The Jazz Band has won the Monterey Next Generation Jazz Festival three times as the best Jazz Band in 2013, and 2020. The group has made the finals as the top three many times since 1990. The Band has performed as an artist at the Monterey Jazz Festival many times since 1992.
The Jazz Choir has won the Monterey Next Generation Jazz festival 17 times since 1993. They have performed as an artist at the Monterey Jazz Festival 17 times as well.
The Folsom High School Jazz groups have performed throughout Europe many times since 1997. Montreux, North Sea, Tuscia, Vienne, and many other jazz festivals throughout Europe.
David Scott
David Thorne Scott is a jazz singer, songwriter, composer, and teacher. His current creative project is Animal Spirits, a new musical 麻豆视频 economist John Maynard Keynes, which examines the role of love and art in a world of war, ideological polarization and economic inequality. Scott wrote the book, music and lyrics.
Scott’s album "Thornewood" explores the boundary between Jazz and Americana.

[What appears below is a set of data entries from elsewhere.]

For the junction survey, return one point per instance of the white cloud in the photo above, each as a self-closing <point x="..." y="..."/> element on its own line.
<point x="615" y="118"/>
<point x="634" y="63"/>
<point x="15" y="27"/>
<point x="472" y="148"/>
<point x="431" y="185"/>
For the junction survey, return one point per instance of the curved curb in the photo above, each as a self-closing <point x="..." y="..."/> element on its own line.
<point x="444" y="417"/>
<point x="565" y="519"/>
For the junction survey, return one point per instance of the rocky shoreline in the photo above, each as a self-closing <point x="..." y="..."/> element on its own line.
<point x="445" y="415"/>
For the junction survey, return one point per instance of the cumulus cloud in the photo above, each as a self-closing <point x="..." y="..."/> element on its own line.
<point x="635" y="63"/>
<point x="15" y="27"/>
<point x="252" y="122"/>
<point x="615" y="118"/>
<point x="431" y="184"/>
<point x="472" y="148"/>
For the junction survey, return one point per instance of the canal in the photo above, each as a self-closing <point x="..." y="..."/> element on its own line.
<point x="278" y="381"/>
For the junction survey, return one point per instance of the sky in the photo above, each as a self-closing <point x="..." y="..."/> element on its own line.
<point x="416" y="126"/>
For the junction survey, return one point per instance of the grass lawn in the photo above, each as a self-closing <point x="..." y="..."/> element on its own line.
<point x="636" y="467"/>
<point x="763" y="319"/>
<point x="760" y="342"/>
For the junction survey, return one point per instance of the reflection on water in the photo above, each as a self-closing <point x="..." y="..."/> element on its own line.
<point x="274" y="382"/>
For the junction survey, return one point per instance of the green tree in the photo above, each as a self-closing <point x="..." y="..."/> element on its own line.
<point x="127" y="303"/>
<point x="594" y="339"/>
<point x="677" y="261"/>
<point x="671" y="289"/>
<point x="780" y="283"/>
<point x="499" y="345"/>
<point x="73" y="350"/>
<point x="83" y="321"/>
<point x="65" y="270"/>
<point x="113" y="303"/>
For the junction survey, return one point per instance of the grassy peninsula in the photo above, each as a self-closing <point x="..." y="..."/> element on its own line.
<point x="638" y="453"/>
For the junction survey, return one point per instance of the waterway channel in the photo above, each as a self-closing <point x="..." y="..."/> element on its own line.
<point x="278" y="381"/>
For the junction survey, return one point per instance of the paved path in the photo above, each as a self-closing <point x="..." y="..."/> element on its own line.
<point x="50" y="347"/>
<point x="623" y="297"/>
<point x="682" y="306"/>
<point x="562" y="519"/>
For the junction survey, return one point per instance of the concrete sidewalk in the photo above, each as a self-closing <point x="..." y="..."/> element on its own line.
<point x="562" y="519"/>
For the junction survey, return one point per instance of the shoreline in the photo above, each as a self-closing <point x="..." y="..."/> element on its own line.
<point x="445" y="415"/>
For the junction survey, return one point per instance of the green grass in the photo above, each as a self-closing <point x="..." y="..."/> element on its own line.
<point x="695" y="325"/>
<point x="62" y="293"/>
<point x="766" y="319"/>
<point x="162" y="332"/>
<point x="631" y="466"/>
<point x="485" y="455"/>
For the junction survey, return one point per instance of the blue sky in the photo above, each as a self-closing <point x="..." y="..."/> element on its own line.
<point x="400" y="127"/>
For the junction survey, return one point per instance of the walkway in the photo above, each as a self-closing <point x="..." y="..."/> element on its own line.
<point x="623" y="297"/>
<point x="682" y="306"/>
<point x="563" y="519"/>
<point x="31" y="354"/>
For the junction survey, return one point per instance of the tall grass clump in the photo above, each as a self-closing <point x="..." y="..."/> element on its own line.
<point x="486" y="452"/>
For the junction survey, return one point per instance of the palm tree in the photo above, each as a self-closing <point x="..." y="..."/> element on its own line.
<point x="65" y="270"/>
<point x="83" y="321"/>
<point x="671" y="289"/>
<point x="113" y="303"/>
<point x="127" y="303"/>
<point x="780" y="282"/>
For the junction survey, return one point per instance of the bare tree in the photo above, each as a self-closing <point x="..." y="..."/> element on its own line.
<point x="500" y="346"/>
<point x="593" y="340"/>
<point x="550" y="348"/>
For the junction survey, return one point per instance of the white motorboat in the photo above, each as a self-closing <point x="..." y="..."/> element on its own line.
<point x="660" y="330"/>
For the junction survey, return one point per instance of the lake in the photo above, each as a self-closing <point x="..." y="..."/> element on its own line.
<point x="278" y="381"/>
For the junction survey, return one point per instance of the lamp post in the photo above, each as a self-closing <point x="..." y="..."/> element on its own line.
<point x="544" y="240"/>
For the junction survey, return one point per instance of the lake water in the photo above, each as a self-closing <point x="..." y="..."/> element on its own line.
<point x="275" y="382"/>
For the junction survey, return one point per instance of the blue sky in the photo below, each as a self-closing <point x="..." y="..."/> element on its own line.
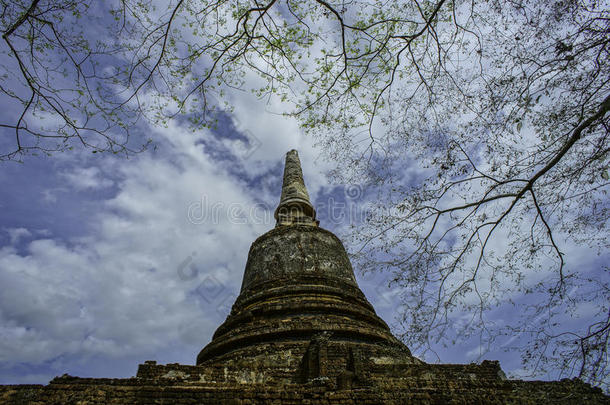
<point x="106" y="262"/>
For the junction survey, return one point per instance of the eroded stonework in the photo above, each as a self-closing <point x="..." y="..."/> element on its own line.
<point x="302" y="332"/>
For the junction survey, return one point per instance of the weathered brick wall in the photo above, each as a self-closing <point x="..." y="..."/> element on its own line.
<point x="80" y="391"/>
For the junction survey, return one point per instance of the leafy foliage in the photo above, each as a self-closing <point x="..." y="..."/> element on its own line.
<point x="502" y="105"/>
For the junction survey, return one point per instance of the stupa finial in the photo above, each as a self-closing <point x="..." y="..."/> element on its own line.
<point x="294" y="207"/>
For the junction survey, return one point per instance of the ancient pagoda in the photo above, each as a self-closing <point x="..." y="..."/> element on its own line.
<point x="302" y="332"/>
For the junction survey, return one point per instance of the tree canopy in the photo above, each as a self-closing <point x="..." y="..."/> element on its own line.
<point x="501" y="106"/>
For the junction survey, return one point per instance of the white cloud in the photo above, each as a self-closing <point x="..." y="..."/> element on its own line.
<point x="117" y="291"/>
<point x="86" y="178"/>
<point x="16" y="234"/>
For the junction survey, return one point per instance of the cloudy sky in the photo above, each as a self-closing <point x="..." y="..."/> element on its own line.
<point x="107" y="262"/>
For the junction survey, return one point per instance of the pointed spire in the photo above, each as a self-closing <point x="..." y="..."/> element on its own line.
<point x="294" y="207"/>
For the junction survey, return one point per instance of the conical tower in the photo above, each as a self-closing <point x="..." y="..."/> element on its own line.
<point x="300" y="310"/>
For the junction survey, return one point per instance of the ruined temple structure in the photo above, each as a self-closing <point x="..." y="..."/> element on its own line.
<point x="302" y="332"/>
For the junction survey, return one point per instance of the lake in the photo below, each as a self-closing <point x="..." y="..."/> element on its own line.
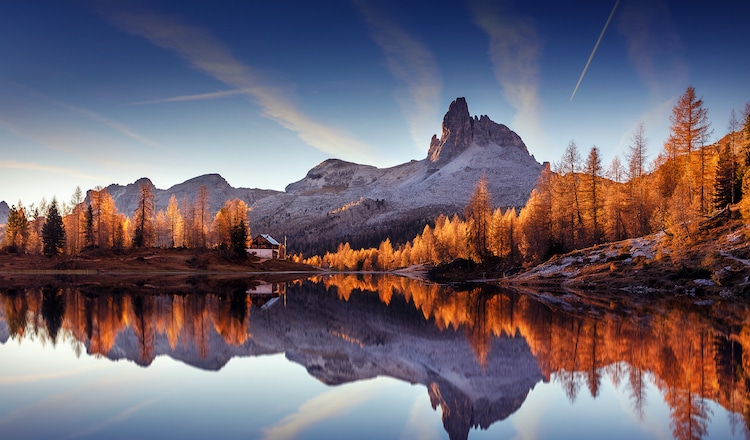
<point x="367" y="357"/>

Collaborators on the album include Grammy-award winners Paula Cole, Peter Eldridge, and Sara Caswell, as well as jazz luminaries Jason Palmer and Walter Smith III. Eponymous Review wrote that David “explores the intersection of Jazz and Americana, city and country, instrumentation and lyrics to create lush compositions and covers that are unifying, and healing, in their beauty.”
Scott’s album "Shade" was named a "Top 5 CD of the Year" by the Jazz Education Journal. Cadence Magazine said "he phrases like a saxophone player and is as slippery and hip as the young Mel Tormé." Critic Herb Wong wrote “I haven’t been this moved by a performance of ‘For All We Know’ since Carmen McRae.”

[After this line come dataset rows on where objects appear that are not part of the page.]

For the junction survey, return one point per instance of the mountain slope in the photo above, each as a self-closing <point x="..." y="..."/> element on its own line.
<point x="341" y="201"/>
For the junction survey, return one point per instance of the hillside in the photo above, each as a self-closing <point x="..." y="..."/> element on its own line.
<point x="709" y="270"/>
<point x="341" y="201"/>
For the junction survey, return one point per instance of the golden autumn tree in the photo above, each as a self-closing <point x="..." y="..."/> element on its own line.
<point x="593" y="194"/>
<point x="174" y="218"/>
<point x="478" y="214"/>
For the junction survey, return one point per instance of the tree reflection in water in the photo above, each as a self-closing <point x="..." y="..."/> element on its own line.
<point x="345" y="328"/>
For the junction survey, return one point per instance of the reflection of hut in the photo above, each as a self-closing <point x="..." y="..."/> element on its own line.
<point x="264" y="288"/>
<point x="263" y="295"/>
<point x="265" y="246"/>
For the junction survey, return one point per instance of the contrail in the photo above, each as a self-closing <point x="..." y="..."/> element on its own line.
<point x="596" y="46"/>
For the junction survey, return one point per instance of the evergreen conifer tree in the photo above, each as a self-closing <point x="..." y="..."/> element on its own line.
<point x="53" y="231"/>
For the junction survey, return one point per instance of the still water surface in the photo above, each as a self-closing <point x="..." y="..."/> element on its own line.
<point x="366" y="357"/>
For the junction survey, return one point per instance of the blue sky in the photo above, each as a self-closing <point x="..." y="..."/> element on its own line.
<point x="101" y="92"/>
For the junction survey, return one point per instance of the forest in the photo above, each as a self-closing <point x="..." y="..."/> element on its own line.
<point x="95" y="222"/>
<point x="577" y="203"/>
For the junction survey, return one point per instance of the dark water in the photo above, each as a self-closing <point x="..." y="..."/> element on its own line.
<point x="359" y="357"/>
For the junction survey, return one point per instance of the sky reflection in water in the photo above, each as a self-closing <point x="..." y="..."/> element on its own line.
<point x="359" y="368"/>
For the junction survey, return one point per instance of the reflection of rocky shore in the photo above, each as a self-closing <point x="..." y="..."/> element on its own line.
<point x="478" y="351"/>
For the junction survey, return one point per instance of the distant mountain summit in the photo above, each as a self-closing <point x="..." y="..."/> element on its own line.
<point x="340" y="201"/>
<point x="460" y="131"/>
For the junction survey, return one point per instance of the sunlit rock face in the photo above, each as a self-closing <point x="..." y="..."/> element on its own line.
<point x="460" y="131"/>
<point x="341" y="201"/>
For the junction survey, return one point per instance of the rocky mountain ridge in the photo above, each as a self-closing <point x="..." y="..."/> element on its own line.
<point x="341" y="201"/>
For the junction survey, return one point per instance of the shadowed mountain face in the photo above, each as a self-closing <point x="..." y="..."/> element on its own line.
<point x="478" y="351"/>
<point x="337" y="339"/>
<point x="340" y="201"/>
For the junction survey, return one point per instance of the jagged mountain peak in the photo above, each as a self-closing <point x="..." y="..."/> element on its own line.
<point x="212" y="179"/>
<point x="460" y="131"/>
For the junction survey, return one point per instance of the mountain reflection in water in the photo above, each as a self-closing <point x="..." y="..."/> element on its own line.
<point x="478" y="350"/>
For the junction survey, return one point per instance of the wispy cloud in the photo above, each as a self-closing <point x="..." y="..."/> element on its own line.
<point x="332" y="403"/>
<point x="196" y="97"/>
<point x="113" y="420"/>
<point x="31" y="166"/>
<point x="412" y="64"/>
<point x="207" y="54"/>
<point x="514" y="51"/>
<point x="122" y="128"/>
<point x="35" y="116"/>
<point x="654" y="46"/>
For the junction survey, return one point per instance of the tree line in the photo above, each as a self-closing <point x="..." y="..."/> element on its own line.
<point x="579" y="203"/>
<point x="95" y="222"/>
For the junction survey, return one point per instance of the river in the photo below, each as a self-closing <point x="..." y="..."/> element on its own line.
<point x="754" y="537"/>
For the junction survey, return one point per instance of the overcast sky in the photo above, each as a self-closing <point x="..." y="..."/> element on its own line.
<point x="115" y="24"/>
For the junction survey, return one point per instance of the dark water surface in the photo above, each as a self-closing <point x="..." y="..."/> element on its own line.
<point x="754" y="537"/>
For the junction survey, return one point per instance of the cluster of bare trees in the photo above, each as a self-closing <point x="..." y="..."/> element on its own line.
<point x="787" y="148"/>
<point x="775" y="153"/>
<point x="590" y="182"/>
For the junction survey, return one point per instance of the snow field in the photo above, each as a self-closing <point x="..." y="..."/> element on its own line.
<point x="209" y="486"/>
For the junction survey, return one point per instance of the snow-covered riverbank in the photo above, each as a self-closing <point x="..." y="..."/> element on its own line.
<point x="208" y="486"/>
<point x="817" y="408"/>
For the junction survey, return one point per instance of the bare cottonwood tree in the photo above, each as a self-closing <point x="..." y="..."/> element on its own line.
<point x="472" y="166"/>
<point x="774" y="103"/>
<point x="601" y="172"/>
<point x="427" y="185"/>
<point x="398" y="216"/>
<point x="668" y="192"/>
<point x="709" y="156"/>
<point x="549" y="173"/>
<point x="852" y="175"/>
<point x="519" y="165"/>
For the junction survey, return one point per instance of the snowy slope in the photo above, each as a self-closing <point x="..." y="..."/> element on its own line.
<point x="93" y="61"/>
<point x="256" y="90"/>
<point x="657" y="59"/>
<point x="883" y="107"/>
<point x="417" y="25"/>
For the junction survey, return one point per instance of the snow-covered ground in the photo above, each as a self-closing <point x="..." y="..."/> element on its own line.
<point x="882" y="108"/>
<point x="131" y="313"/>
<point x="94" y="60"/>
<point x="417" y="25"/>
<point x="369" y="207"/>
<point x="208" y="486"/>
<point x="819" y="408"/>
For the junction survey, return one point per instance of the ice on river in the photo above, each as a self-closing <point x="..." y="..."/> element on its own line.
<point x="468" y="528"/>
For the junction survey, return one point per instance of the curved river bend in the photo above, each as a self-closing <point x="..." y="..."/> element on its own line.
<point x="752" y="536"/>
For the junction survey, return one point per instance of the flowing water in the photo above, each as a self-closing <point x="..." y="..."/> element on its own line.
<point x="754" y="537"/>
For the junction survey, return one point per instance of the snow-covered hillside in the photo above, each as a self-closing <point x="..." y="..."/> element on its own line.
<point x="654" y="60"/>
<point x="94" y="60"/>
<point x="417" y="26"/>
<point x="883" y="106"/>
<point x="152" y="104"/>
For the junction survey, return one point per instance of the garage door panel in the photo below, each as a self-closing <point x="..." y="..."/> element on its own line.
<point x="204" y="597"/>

Scott sings and plays piano on his jazz/rock crossover album "Hopeful Romantic,” produced by multi-platinum producer Anthony Resta.
Scott is the producer and host of Songwriters in the Round, a Boston-area live performance series that has showcased over 100 singer/songwriters.
His composition “I See You” was featured in the television show The Blacklist on NBC.
David has been a soloist with the Boston Pops, the Capital Jazz Orchestra, the Melrose Symphony, and the Cape Symphony.
David is the bassist and founder of the Vintage Vocal Quartet, comprised of singer/instrumentalists who harmonize while playing bass, guitar, piano and drums. The group's repertoire is drawn from swing hits of the 1930s and 1940s by artists like Glenn Miller, the Nat King Cole Trio, the Andrews Sisters, and the Pied Pipers.
OnWeGo is a jazz collective that explores the creative vision of its four members: David Thorne Scott (vocals and bass), Mark Shilansky (piano and vocals), Sara Caswell (violin), and Eric Byers (guitar). They play original jazz/Americana songs with mythological overtones and plenty of collective improvisation.
As a member of the vocal quartet Syncopation, called "a 21st-century Manhattan Transfer‚" by the Boston Globe, he sang and played trumpet. David was an arranger, performer and founder of the vocal group Vocalogy. And he did two tours with the legendary vocal group the Four Freshmen, where he sang the high lead part and played bass.
David is Professor of Voice at Berklee College of Music. He is featured on the premiere episode of the Berklee VoiceCast.